自分のプロバイダ以外のSSHアクセスを全てブロック

自分のプロバイダ以外からのsshアクセス(ポート22番)を制限する方法です。今回はiptablesコマンドを使います。

目次

まずは自分のプロバイダのIPアドレス範囲を知る

例えば、自分のプロバイダからのみSSHアクセスを許可したい場合、自分の使っているプロバイダに割り振られたIPアドレスの範囲を知る必要があります。プロバイダ毎のIPアドレスの割り振りはJPNIC WHOIS Gatewayで検索することができます。なお検索には自分のグローバルIPアドレスが必要です。自分のグローバルIPアドレスを知る方法は色々ありますが、もし自分のマシンが直接インターネットに繋がっているなら$ ifconfigを見るのが一番簡単ですが、もしルーターの背後に居るなら$ curl https://ipinfo.io/ipで取得するといいかもしれません。

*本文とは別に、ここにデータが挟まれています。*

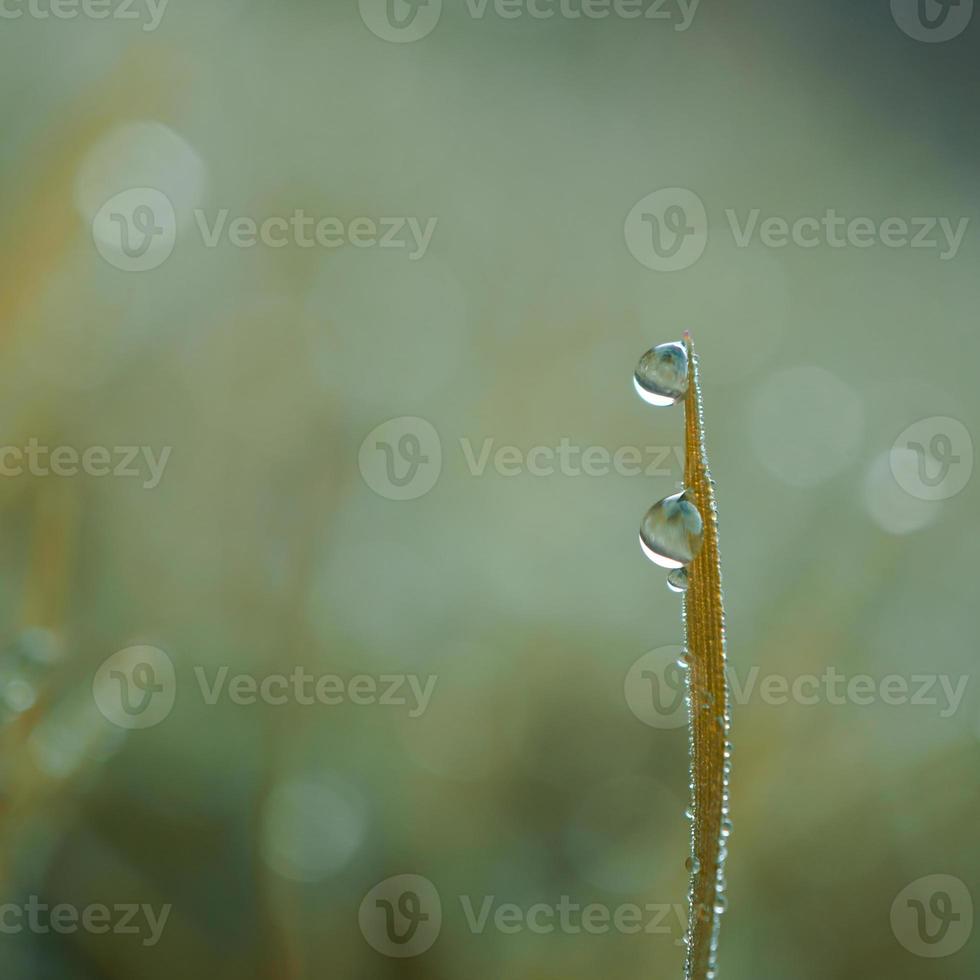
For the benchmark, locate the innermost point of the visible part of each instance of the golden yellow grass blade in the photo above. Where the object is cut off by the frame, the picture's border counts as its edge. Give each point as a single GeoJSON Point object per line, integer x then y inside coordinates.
{"type": "Point", "coordinates": [704, 621]}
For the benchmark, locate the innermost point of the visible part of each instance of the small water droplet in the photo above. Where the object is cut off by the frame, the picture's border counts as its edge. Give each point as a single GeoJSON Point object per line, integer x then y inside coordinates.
{"type": "Point", "coordinates": [672, 531]}
{"type": "Point", "coordinates": [677, 580]}
{"type": "Point", "coordinates": [661, 374]}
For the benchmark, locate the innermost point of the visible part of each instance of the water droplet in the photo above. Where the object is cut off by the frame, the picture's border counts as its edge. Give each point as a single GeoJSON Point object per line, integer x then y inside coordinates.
{"type": "Point", "coordinates": [661, 374]}
{"type": "Point", "coordinates": [677, 580]}
{"type": "Point", "coordinates": [672, 531]}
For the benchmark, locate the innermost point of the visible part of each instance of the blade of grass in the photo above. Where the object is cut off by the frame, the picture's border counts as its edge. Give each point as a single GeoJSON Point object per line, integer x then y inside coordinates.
{"type": "Point", "coordinates": [704, 624]}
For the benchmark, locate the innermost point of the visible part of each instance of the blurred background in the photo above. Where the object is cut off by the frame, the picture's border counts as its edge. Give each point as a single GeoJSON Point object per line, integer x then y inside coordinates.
{"type": "Point", "coordinates": [327, 645]}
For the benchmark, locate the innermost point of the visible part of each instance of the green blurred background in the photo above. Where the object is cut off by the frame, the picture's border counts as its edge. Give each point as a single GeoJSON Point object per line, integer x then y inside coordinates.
{"type": "Point", "coordinates": [275, 539]}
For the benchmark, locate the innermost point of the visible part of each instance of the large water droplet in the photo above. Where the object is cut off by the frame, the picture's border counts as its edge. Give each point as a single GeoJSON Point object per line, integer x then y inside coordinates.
{"type": "Point", "coordinates": [672, 531]}
{"type": "Point", "coordinates": [660, 377]}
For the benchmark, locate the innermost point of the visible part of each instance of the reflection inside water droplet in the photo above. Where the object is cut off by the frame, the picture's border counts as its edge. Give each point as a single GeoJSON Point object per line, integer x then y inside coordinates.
{"type": "Point", "coordinates": [660, 377]}
{"type": "Point", "coordinates": [672, 531]}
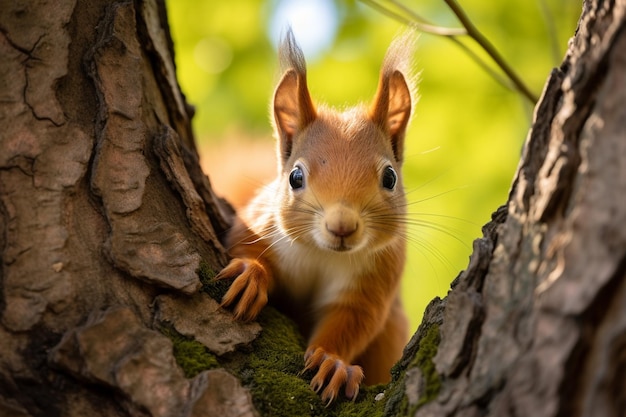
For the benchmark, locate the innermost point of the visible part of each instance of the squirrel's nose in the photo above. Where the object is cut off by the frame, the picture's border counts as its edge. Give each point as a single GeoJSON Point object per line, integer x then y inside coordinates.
{"type": "Point", "coordinates": [341, 229]}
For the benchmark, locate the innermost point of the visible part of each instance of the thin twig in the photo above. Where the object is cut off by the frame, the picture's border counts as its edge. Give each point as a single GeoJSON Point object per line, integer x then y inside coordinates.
{"type": "Point", "coordinates": [475, 34]}
{"type": "Point", "coordinates": [512, 80]}
{"type": "Point", "coordinates": [417, 22]}
{"type": "Point", "coordinates": [449, 33]}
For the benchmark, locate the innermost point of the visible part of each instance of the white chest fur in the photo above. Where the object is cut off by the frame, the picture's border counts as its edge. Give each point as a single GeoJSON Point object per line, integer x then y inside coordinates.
{"type": "Point", "coordinates": [321, 276]}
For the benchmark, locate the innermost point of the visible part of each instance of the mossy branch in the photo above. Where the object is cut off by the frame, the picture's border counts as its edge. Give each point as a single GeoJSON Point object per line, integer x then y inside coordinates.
{"type": "Point", "coordinates": [408, 17]}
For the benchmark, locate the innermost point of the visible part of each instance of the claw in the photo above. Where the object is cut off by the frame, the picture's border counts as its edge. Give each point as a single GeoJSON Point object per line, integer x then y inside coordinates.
{"type": "Point", "coordinates": [248, 291]}
{"type": "Point", "coordinates": [332, 374]}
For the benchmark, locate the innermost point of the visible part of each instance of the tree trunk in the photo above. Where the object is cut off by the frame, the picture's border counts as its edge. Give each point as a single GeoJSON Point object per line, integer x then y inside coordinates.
{"type": "Point", "coordinates": [109, 239]}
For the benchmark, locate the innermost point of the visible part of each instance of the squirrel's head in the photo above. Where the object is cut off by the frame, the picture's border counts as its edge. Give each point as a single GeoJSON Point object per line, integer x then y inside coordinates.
{"type": "Point", "coordinates": [340, 181]}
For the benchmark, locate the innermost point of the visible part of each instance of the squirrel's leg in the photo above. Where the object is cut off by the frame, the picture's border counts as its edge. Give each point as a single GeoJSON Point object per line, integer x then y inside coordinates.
{"type": "Point", "coordinates": [386, 349]}
{"type": "Point", "coordinates": [343, 331]}
{"type": "Point", "coordinates": [249, 290]}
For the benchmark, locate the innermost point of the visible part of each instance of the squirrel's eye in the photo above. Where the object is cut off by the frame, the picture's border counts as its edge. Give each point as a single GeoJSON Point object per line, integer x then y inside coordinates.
{"type": "Point", "coordinates": [389, 178]}
{"type": "Point", "coordinates": [296, 178]}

TIP: プロバイダによってはたくさんのIPアドレス範囲を持っています。固定IPを使っていない方は普段から自分のIPアドレス範囲をある程度収集しておくと良いでしょう。

iptablesで設定

特定のIPアドレスを許可

IPアドレス aaa.bbb.ccc.ddd22番ポートへのアクセスを許可:

$ iptables -A INPUT -p tcp --dport 22 -j ACCEPT -s aaa.bbb.ccc.ddd

範囲指定で許可(-sオプション)

IPアドレス範囲 xxx.yyy.0.0/1622番ポートへのアクセスを許可:

$ iptables -A INPUT -p tcp --dport 22 -j ACCEPT -s xxx.yyy.0.0/16

範囲指定で許可(--src-rangeオプション)

IPアドレス範囲 xxx.xxx.yyy.zzz から xxx.xxx.zzz.zzz までの22番ポートへのアクセスを許可:

$ iptables -A INPUT -p tcp --dport 22 -j ACCEPT -m iprange --src-range xxx.xxx.yyy.zzz-xxx.xxx.zzz.zzz

全部拒否

全てのIPアドレスの22番ポートへのアクセスを拒否:

$ iptables -A INPUT -p tcp --dport 22 -j DROP

iptablesルールの設定をシェル化

自分のiptables設定を適用するシェルを作っておくと何かと便利です。先ほどの設定を上から順番に適用するシェルを作ってみましょう。

シェルファイルの作成:

$ nano ./iptables-setup.sh

iptables-setup.shの中身:

#!/bin/bash

# 以下は *aaa.bbb.ccc.ddd*, *xxx.xxx.xxx.xxx-xxx.xxx.yyy.zzz*, *xxx.yyy.0.0/16* 以外のSSHアクセスを全て拒否します:
iptables -A INPUT -p tcp --dport 22 -j ACCEPT -s aaa.bbb.ccc.ddd
iptables -A INPUT -p tcp --dport 22 -j ACCEPT -m iprange --src-range xxx.xxx.xxx.xxx-xxx.xxx.yyy.zzz
iptables -A INPUT -p tcp --dport 22 -j ACCEPT -s xxx.yyy.0.0/16
iptables -A INPUT -p tcp --dport 22 -j DROP

# 現在の設定を出力:
echo "Current iptables settings:"
iptables -L

実行権限付与:

$ chmod +x ./iptables-setup.sh

シェル実行:

$ ./iptables-setup.sh

iptablesルールの初期化

上記のiptables -A INPUT ... のコマンドはルールを追加していきます。ルールを一旦初期化したいときは以下のコマンドを使います:

$ iptables -F

システム再起動とiptablesルール初期化

システムを再起動した時にiptablesのルール設定は全て初期化されてしまいます。それらを永続化&再設定したい場合は、iptables-saveiptables-restoreを使うと良いでしょう。

しかし、もしご自分が固定IPアドレスを使っていない場合は、iptablesルールの自動的な適用は少し危険です。iptablesルールを変更する前にうっかり利用プロバイダを変更してしまった場合、たとえシステムを再起動しようとも二度とsshアクセスできなくなるおそれがあるからです。何らかの事情でプロバイダを頻繁に変更する方は、なるべく自動適用は避け、少し面倒かもしれませんがシステム再起動時に手動で先ほどのシェルを実行するのが安全かもしれません。